When Scotland Yard had rung to advise me to make an appointment with the officers in charge of Operation Weeting and take a solicitor with me, my initial reaction was to panic and ask, ‘Why? What have I done?’

There was evidence that Glenn Mulcaire, the private detective working for the
News of the World
who had been arrested and imprisoned for hacking, had been a busy boy, as my name and mobile number as well as those of some of my friends and relatives had been found among his notes. There was also evidence that someone had been hacking into my phone.

I certainly didn’t feel ‘violated’ by this intrusion. Violation
is a word best applied to the suffering of a victim of a sexual assault. I felt disappointed.

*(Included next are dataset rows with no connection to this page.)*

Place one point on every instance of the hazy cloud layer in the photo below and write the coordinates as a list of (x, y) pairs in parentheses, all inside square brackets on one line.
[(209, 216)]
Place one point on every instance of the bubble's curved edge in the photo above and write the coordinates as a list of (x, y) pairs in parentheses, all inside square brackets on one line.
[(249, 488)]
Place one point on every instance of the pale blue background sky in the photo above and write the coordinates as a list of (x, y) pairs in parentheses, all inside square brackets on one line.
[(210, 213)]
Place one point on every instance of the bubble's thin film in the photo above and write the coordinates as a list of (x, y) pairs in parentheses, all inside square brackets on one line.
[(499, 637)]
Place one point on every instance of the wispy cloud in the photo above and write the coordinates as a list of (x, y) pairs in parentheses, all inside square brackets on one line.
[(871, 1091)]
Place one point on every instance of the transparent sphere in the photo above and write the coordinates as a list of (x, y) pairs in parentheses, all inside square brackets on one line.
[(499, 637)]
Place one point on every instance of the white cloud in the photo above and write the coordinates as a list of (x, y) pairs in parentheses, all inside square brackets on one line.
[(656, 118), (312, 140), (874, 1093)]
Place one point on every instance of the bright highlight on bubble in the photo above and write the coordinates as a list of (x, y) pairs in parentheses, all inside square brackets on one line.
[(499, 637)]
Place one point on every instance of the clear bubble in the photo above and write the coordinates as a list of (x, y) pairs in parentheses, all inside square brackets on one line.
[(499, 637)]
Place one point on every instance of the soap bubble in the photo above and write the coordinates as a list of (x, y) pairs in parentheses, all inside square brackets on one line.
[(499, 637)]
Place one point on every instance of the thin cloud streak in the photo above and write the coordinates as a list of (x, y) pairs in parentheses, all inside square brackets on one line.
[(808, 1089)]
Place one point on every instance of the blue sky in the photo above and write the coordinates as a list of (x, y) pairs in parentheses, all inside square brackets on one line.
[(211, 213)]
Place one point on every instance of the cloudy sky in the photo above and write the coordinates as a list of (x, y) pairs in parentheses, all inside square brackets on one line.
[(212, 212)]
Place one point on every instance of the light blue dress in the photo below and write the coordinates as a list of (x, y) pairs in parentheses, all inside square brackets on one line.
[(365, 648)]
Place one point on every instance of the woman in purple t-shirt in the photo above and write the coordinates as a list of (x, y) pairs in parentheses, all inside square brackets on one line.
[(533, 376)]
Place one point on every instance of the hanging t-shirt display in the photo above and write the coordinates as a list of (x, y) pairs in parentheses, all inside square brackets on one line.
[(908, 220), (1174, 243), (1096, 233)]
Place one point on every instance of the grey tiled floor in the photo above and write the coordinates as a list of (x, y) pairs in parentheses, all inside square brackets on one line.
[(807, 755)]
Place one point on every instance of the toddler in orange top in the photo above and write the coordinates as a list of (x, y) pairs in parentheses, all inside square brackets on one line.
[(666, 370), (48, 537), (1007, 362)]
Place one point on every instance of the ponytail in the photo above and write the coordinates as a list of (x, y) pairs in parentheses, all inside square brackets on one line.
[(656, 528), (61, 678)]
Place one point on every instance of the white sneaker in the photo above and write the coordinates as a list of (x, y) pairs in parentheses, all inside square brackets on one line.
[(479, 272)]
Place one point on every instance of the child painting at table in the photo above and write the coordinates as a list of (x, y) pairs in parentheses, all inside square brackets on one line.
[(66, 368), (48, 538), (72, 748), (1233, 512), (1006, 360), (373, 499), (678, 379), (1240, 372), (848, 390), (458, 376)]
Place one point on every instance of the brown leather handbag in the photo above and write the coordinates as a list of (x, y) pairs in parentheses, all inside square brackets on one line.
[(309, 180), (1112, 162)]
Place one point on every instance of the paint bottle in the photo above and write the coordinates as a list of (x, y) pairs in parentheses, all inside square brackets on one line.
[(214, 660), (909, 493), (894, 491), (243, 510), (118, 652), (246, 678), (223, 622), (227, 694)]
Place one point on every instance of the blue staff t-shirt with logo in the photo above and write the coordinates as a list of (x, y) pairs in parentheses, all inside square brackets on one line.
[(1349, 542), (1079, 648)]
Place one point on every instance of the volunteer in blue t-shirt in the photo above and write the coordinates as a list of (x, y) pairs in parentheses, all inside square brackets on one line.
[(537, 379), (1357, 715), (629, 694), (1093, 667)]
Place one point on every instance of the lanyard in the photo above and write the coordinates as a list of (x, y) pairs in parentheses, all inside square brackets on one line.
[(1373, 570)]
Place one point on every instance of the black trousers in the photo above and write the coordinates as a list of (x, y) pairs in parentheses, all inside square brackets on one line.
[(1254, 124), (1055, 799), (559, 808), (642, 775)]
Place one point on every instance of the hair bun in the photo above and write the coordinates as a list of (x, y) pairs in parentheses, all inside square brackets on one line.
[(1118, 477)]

I had always been as honest as I think is necessary with the press, sometimes to my own detriment, and I was usually happy to give interviews when asked, so I really felt cheated to think that someone wasn’t satisfied with this and was taking the liberty of listening to my voicemails in the vain hope that he’d discover some salacious news worthy of his mistress, the Witch of Wapping, and the rag that was the
News of the Screws
.

Despite pressure to sue, I chose to ignore the whole affair. I wasn’t interested in compensation and as no real harm was done apart from eavesdropping on messages left by Cilla Black – ‘It’s Cilla ’ere, d’ya want to go to Vera Lynn’s birthday party?’, a request I never thought I’d hear, or ‘It’s me, ring us’ from my Vera – I didn’t really feel I could enter the media circus and stand up alongside Milly Dowler’s parents, people who have a genuine reason to be taking the
NOTW
to task, and moan about something I considered extremely trivial in comparison.

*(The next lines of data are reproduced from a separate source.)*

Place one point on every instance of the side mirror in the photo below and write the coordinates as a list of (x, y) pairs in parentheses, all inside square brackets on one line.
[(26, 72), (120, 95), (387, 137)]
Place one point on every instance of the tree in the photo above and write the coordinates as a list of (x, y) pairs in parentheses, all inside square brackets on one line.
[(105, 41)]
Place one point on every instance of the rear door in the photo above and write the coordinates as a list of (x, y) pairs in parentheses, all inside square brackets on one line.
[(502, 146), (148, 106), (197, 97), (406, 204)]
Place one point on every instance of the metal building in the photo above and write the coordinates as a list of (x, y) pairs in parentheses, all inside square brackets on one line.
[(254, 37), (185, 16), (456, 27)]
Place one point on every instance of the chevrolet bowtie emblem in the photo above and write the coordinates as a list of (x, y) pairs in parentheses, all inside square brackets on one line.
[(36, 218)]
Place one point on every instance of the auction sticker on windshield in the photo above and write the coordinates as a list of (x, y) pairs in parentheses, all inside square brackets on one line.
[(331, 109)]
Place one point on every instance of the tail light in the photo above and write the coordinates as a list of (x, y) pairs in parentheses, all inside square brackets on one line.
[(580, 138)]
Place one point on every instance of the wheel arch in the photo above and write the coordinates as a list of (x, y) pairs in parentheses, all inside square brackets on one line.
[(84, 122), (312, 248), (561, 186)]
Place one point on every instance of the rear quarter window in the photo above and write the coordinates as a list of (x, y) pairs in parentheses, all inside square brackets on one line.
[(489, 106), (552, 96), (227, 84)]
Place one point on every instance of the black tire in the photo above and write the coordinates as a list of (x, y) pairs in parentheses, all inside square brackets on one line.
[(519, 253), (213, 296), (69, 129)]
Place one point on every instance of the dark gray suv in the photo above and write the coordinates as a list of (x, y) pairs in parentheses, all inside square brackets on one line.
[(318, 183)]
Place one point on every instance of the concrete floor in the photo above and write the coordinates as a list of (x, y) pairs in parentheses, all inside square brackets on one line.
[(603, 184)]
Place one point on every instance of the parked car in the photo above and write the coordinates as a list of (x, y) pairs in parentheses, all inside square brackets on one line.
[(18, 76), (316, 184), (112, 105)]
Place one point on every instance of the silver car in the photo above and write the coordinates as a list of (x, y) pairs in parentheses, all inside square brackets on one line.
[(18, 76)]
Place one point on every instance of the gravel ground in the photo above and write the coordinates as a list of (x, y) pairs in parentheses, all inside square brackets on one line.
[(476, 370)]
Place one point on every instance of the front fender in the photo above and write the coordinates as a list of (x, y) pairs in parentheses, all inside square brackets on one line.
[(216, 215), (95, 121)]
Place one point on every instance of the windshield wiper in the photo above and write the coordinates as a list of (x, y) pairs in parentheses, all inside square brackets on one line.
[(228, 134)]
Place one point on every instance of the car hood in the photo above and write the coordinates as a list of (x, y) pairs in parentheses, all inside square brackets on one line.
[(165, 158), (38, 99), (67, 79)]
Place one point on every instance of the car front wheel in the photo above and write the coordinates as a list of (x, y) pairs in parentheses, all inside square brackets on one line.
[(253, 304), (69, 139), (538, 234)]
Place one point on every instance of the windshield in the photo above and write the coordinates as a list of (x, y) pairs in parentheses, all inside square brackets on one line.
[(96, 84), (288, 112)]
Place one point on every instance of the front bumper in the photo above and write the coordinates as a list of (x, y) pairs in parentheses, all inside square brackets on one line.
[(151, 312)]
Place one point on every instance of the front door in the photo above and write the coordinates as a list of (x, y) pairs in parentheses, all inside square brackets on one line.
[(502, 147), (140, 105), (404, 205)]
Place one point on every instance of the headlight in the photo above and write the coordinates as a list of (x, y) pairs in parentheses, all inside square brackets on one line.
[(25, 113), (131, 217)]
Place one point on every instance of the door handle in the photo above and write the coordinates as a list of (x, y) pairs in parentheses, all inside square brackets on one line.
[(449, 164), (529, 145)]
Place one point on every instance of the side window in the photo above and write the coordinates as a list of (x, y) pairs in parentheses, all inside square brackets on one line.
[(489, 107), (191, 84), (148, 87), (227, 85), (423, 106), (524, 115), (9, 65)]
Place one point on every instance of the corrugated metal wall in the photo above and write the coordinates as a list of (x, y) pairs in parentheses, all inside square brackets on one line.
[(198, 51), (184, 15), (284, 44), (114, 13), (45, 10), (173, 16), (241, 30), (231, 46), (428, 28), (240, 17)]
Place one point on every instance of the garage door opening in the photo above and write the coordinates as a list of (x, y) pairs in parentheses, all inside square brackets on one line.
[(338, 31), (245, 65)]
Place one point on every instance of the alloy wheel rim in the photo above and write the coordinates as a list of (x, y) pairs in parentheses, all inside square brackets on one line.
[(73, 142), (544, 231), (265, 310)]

‘Perhaps you’re right,’ Sue said after I’d explained this to her. ‘It’s certainly a more dignified response.’

Seeing that she was growing tired I said goodbye, promising to come and see her in the New Year.

‘Next time you come we’ll have a glass of champagne,’ she said as I was leaving.

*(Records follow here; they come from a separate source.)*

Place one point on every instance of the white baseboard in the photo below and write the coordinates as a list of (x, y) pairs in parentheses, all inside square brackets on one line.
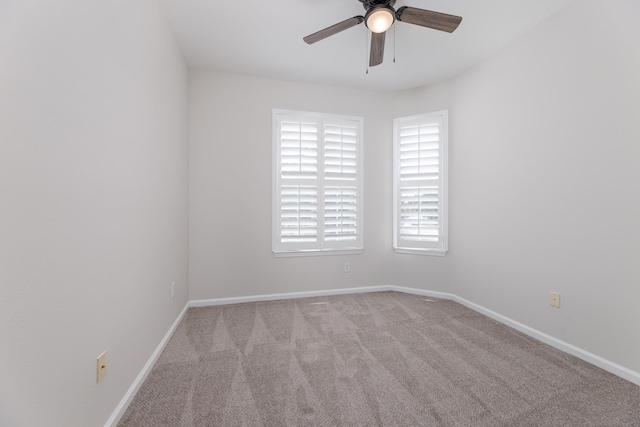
[(596, 360), (129, 395), (288, 295)]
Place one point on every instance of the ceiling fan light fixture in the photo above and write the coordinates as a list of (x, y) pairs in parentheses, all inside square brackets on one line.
[(380, 19)]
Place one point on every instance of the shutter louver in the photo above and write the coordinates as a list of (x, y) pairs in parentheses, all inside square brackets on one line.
[(419, 214), (299, 214), (299, 150), (340, 213), (340, 151)]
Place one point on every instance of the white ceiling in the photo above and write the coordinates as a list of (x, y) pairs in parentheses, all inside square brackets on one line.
[(264, 38)]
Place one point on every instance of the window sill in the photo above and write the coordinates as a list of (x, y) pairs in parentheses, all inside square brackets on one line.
[(430, 252), (317, 253)]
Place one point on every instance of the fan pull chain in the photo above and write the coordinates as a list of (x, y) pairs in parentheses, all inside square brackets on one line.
[(366, 42), (394, 44)]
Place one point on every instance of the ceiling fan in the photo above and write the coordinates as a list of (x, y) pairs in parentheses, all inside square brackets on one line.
[(380, 16)]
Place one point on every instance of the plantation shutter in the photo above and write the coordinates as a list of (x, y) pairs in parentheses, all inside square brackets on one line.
[(420, 193), (317, 182), (298, 173), (340, 173)]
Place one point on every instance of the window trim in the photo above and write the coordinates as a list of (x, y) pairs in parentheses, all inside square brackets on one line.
[(358, 246), (443, 206)]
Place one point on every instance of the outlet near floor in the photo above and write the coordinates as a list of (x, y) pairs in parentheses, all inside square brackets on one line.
[(102, 366), (554, 299)]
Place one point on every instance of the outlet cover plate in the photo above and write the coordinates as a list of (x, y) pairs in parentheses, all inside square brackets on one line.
[(554, 299), (102, 366)]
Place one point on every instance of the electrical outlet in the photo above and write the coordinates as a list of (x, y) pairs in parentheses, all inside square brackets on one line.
[(554, 299), (102, 366)]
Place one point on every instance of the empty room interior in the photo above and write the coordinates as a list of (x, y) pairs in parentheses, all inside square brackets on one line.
[(143, 197)]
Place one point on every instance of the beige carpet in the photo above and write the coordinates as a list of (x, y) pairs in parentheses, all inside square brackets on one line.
[(377, 359)]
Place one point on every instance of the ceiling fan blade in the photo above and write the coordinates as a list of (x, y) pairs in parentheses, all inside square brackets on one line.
[(377, 49), (429, 19), (334, 29)]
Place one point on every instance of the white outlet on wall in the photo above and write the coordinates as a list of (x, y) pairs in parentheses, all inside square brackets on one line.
[(554, 299)]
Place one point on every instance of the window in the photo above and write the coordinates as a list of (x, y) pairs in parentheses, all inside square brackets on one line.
[(420, 184), (317, 184)]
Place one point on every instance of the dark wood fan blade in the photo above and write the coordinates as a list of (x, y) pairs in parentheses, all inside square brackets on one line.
[(377, 49), (429, 19), (334, 29)]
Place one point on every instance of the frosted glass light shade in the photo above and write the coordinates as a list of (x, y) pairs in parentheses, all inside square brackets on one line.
[(379, 20)]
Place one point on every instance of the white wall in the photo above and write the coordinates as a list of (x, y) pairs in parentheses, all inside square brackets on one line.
[(545, 178), (93, 202), (230, 208)]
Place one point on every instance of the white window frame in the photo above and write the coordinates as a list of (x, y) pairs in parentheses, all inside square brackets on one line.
[(411, 244), (321, 246)]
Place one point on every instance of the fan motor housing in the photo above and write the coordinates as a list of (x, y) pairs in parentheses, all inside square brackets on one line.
[(369, 4)]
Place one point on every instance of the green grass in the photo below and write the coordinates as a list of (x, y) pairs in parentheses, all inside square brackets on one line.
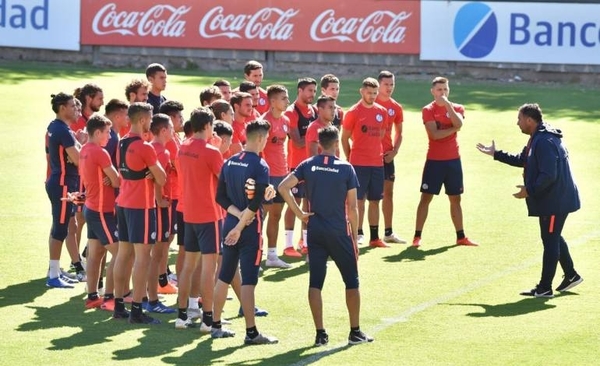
[(439, 305)]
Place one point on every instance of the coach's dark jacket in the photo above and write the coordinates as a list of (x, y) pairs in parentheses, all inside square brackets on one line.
[(550, 186)]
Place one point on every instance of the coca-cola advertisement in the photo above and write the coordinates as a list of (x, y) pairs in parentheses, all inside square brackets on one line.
[(354, 26)]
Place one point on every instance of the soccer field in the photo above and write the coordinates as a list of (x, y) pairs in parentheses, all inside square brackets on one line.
[(436, 305)]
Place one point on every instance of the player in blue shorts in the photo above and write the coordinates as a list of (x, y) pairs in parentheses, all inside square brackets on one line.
[(331, 192), (241, 190)]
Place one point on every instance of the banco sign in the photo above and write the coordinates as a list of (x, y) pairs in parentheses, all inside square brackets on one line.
[(511, 32)]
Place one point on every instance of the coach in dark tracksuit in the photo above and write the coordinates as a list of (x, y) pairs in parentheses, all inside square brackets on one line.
[(550, 193)]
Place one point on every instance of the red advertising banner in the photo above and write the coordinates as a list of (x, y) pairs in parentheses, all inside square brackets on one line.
[(355, 26)]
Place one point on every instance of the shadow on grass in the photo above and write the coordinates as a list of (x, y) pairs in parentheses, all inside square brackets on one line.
[(521, 307), (412, 254), (22, 293)]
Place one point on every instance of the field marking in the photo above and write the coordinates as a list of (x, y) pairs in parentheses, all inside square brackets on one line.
[(404, 316)]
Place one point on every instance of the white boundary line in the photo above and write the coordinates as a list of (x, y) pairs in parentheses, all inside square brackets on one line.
[(404, 316)]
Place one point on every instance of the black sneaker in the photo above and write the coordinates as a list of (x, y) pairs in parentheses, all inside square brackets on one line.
[(538, 292), (569, 283), (321, 339), (121, 314), (358, 337), (142, 319)]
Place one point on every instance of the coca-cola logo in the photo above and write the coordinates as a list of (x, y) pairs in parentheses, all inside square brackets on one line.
[(379, 26), (159, 20), (266, 24)]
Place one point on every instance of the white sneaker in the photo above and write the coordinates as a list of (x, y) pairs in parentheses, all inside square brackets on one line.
[(194, 313), (360, 239), (183, 324), (277, 262), (395, 239)]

‘Be careful on the back of that motorbike.’

Sue died as the credits rolled on the Christmas Day
Downton Abbey
. She was a big
Downton
fan while I sort of sit on the fence, undecided as to whether I am a fan or not. I’m mad for the devious Miss O’Brien, woefully underused in the last series, and I’m concerned about the cook who was, if
you recall – that’s assuming you watch the show, if not then disregard this bit – going slowly blind, groping around for her utensils and confusing salt for sugar and a well-hung haunch of venison for the chauffeur until the master sent her off to see someone high up in all things ocular.

This learned gentleman was obviously a genius, an early pioneer of the contact lens or perhaps even laser surgery, as come series two our cook is prancing around the kitchen, not a bother on her nor a pair of spectacles either as she reads the small print on packets and manages quite nicely to distinguish between a paring knife and a fish kettle. This poor half-blind woman who previously could only get about the kitchen by feeling her way along the walls was now delicately removing the tiny bones from a fresh salmon she was filleting. Incredible.